Laverty pasó por una de las ventanas abiertas y cruzó silenciosamente la alfombra, hasta que se situó detrás del hombre de cabellos grises que trabajaba en el escritorio.

- Hola, diputado - saludó.

El diputado Quinn volvió la cabeza y se puso en pie, tembloroso, al ver el revólver con el que le apuntaba Laverty.

- Laverty - recriminó -, no seas necio.

- Te dije que lo haría algún día. He esperado cuatro años, pero ya ha llegado la hora.

- No quedará impune, Laverty. He dejado una carta que deberá ser entregada si yo muero.

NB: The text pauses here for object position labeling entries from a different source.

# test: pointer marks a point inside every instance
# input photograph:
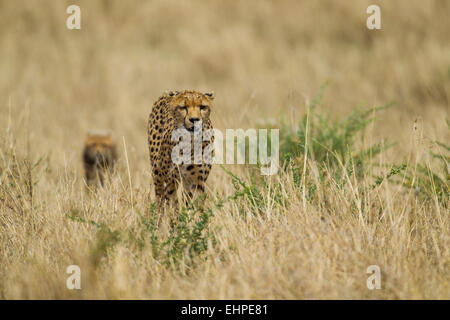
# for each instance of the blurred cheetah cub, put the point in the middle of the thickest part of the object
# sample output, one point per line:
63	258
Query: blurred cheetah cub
99	156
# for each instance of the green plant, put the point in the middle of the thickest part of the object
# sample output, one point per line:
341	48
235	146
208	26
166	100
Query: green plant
331	144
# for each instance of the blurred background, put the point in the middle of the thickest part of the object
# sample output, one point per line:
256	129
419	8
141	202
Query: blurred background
263	60
266	62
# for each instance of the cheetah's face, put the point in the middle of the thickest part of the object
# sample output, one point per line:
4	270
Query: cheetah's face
189	108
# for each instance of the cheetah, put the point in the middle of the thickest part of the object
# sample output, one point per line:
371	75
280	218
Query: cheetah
188	110
99	156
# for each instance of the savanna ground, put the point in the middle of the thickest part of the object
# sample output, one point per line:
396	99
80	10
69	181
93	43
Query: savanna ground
351	192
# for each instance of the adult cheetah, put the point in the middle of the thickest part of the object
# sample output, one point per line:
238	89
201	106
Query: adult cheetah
186	110
99	156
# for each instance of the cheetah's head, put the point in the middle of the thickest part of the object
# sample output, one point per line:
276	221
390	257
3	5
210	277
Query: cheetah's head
190	107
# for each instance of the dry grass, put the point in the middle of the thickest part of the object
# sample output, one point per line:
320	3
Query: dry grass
263	60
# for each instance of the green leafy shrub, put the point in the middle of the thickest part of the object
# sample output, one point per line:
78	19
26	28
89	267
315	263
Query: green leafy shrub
331	144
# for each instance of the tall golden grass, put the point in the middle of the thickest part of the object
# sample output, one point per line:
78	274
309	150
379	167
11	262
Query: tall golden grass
264	60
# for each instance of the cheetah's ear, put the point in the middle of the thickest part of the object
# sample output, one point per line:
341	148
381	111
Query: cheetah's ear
210	95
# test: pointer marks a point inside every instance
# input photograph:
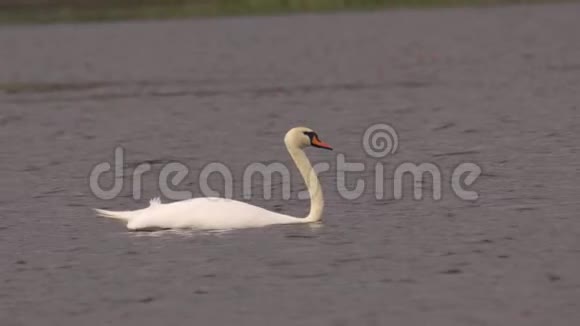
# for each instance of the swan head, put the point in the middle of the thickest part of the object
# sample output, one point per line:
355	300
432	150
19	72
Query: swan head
301	137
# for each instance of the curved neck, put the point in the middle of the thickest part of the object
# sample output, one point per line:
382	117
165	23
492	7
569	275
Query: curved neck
311	180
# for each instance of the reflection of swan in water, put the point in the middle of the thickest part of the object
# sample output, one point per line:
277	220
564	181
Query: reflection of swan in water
217	213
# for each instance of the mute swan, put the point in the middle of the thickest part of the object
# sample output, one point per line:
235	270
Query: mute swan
210	213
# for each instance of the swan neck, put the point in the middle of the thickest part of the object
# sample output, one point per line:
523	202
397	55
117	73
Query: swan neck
311	180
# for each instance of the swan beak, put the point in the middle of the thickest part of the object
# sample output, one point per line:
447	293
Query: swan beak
320	144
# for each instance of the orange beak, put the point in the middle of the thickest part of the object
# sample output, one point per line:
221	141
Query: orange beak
318	143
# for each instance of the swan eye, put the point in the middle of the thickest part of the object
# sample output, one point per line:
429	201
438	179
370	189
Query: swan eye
311	134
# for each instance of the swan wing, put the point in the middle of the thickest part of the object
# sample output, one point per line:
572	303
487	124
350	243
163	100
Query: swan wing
206	214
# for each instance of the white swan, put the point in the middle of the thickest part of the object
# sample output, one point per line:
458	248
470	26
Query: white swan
210	213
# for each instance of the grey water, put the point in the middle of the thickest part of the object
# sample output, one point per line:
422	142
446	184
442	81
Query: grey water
498	87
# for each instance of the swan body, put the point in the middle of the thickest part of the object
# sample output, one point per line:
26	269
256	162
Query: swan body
211	213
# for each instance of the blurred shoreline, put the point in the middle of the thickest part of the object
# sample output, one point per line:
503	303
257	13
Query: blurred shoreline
59	11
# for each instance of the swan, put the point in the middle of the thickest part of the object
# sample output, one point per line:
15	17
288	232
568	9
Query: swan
212	213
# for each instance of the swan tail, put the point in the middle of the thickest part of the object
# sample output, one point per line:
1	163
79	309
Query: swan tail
118	215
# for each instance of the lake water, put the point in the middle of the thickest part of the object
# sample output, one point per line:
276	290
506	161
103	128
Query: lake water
498	87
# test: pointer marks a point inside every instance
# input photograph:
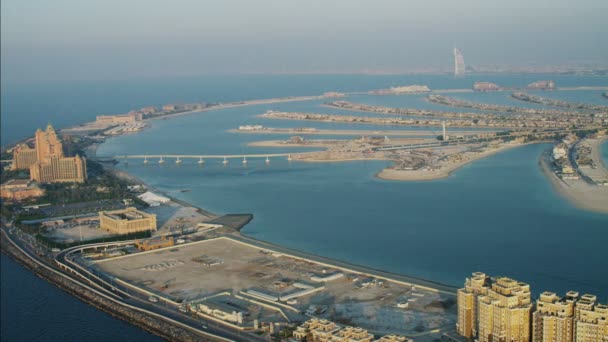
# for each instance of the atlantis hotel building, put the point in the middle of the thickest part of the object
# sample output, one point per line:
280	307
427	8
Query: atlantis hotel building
46	161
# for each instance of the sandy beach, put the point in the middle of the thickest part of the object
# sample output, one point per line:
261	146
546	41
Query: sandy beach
355	132
443	172
578	192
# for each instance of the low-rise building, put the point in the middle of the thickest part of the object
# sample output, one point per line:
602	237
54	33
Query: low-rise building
322	330
544	85
126	221
20	189
154	243
485	86
394	338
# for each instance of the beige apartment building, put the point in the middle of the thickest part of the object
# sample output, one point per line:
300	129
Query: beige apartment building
126	221
23	157
322	330
59	170
500	310
591	320
505	312
553	319
46	161
474	287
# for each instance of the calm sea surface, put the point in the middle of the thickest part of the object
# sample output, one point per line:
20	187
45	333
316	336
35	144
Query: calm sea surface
499	215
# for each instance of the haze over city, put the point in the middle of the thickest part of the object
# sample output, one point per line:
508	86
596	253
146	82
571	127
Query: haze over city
319	171
69	39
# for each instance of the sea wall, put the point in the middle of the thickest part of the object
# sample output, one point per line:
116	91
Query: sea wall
145	321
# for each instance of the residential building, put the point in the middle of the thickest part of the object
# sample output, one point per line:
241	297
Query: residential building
119	119
126	221
504	313
591	320
393	338
485	86
553	320
544	85
322	330
474	287
48	164
500	310
23	157
458	63
20	189
59	170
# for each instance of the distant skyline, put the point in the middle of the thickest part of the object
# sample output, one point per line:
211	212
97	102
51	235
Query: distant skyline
88	40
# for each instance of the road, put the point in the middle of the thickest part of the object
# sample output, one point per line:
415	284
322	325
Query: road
121	295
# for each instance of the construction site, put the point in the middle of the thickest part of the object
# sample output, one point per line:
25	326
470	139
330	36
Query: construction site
248	287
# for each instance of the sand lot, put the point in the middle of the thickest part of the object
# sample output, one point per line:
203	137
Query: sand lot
195	270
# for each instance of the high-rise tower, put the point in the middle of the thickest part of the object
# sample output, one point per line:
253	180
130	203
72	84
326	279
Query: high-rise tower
458	63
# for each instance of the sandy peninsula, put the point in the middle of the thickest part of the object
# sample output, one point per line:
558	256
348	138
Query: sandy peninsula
442	170
356	132
578	192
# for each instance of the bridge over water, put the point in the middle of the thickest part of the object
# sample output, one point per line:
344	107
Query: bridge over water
160	158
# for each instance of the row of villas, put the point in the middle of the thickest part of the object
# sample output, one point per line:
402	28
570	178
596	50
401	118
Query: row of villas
501	309
322	330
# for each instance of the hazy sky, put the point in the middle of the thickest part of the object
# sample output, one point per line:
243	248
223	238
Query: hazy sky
76	39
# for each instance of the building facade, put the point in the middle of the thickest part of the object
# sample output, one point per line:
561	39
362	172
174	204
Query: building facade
591	320
59	170
46	162
23	157
126	221
119	118
474	287
19	190
553	319
458	63
505	312
500	310
322	330
48	144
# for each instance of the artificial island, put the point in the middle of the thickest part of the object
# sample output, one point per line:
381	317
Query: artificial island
188	274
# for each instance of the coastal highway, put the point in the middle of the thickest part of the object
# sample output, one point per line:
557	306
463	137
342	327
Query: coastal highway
208	330
141	300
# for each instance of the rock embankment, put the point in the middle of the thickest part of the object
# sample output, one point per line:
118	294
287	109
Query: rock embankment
147	322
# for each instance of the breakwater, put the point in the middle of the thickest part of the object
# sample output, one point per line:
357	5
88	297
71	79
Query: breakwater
150	323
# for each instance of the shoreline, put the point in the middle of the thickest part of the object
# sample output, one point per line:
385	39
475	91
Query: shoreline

- Mientes Quinn - rió Laverty -. No podrías escribir una carta responsabilizándome de nada sin explicar mis motivos. No te gustaría que me juzgaran y me condenaran, porque saldría a relucir la verdad. Y eso ennegrecería tu memoria.

Laverty apretó seis veces el gatillo.

Volvió a su automóvil, lo condujo hasta un puente para librarse del arma asesina; después se dirigió a su apartamento y se acostó.

Durmió tranquilamente hasta que sonó el timbre de la puerta. Se puso una bata, fue a la puerta y abrió.

Su corazón se detuvo, y allí mismo se desplomó.

El hombre que llamó a la puerta de Laverty, sorprendido, se conmovió, pero hizo lo debido. Pasó sobre el cuerpo de Laverty y utilizó el teléfono del apartamento para llamar a la policía. Luego, esperó.

- ¿Su nombre? - preguntó el teniente.

- Babcock. Henry Babcock. Había traído una carta para el señor Laverty. Esta carta.
El teniente la cogió, vaciló un instante y la abrió desdoblando el pliego.

- Pero si es sólo una hoja de papel en blanco.

- No sé nada, teniente. Mi superior, el diputado Quinn, me dio esa carta hace mucho tiempo. Mis órdenes eran entregársela inmediatamente al señor Laverty cuando le ocurriera algo extraño al diputado. Así que, después de oír la noticia por la radio...

- Sí, ya lo sé. Fue asesinado esta noche, ¿Qué clase de trabajo desempeñaba usted para él?

- Bueno, era un secreto, pero no creo que eso importe ahora. Acostumbraba a tomar su lugar en las reuniones y discursos sin importancia que él deseaba evitar. Como usted ve, teniente, soy su doble.